Di seguito un comunicato, corredato da foto, diffuso da Cosimo Di Bello, consigliere comunale di Taranto:
Un nuovo episodio di forte odore acre e di bruciato è stato segnalato nella notte da numerosi cittadini nell’area compresa tra Taranto e Leporano.
Un fenomeno analogo era già stato segnalato nella notte tra il 19 e il 20 agosto, quando numerose testimonianze avevano interessato un’ampia porzione del territorio. A distanza di poche settimane, dunque, si registra un nuovo episodio che, per caratteristiche e diffusione delle segnalazioni, merita di essere attentamente verificato.
A testimoniarlo, questa volta, è direttamente il consigliere comunale Mirko Di Bello, che racconta di essere stato svegliato intorno alle 3:30 da un forte odore di bruciato.
«Questa notte, intorno alle 3:30, sono stato svegliato da un forte odore di bruciato. La prima impressione è stata quella che potesse essere accaduto qualcosa nella mia abitazione, ho quindi cercato di capire da dove provenisse l’odore. Poi ho preso il telefono e ho trovato numerosi messaggi e segnalazioni di cittadini che, già da ore, stavano riferendo esattamente lo stesso fenomeno».

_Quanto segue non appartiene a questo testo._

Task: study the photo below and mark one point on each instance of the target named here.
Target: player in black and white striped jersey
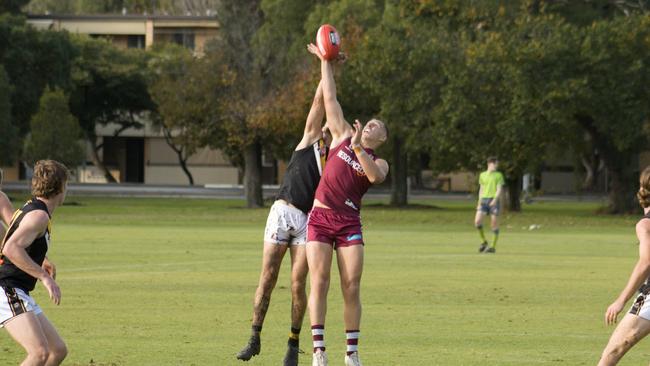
(23, 262)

Le segnalazioni, anche attraverso i social network, hanno riguardato una vasta area del territorio, con testimonianze provenienti da Taranto e dai comuni dell’area orientale, fino a Leporano.
«Non si tratta della percezione isolata di una singola persona. Sono numerosi cittadini, in luoghi diversi, che nella stessa notte riferiscono il medesimo forte odore. È un elemento che deve essere verificato».
Il consigliere comunale precisa tuttavia di non voler avanzare, allo stato, alcuna ipotesi sull’origine del fenomeno.
«A me non interessa stabilire oggi se si sia trattato di un incendio avvenuto nelle ore precedenti, di un’emissione o di altro. Non spetta a me formulare ipotesi sull’origine del fenomeno, spetta agli organismi competenti accertare cosa sia realmente accaduto. Quello che chiedo, però, è che venga individuata la fonte. Qualunque essa sia».
La richiesta assume particolare rilievo alla luce del precedente episodio verificatosi nella notte tra il 19 e il 20 agosto, sul quale Di Bello ha già depositato un’interrogazione presso la Direzione Ambiente del Comune di Taranto, dalla quale è tuttora in attesa di risposta.
«Non sto dicendo che i due episodi siano necessariamente collegati – precisa Di Bello –. Sto chiedendo che venga verificato. Perché dopo un primo episodio, sul quale ho già presentato un’interrogazione e rispetto al quale sono ancora in attesa di una risposta, oggi ci troviamo a registrare un fenomeno analogo, nuovamente percepito da moltissimi cittadini e su un’area molto vasta».
Di Bello annuncia quindi che si riserva di integrare quanto accaduto questa notte all’interrogazione già depositata presso la Direzione Ambiente del Comune di Taranto due settimane fa, relativa all’episodio del 20 agosto e della quale è tuttora in attesa di risposta.
«Si tratta di fare quello che le istituzioni devono fare, ossia accertare i fatti. Se c’è una spiegazione, venga fornita. Se c’è un fenomeno riconducibile a un’attività precisa, venga individuato. Se si è trattato di un incendio, lo si accerti. Se si è trattato di altro, si spieghi cosa».
«Quello che non è accettabile – conclude il consigliere – è che i cittadini debbano svegliarsi nel cuore della notte, sentire un forte odore di bruciato, preoccuparsi e poi cercare risposte sui social network. Basta ipotesi: si individui la fonte, qualunque essa sia. I cittadini devono sapere cosa è accaduto e cosa stanno respirando.»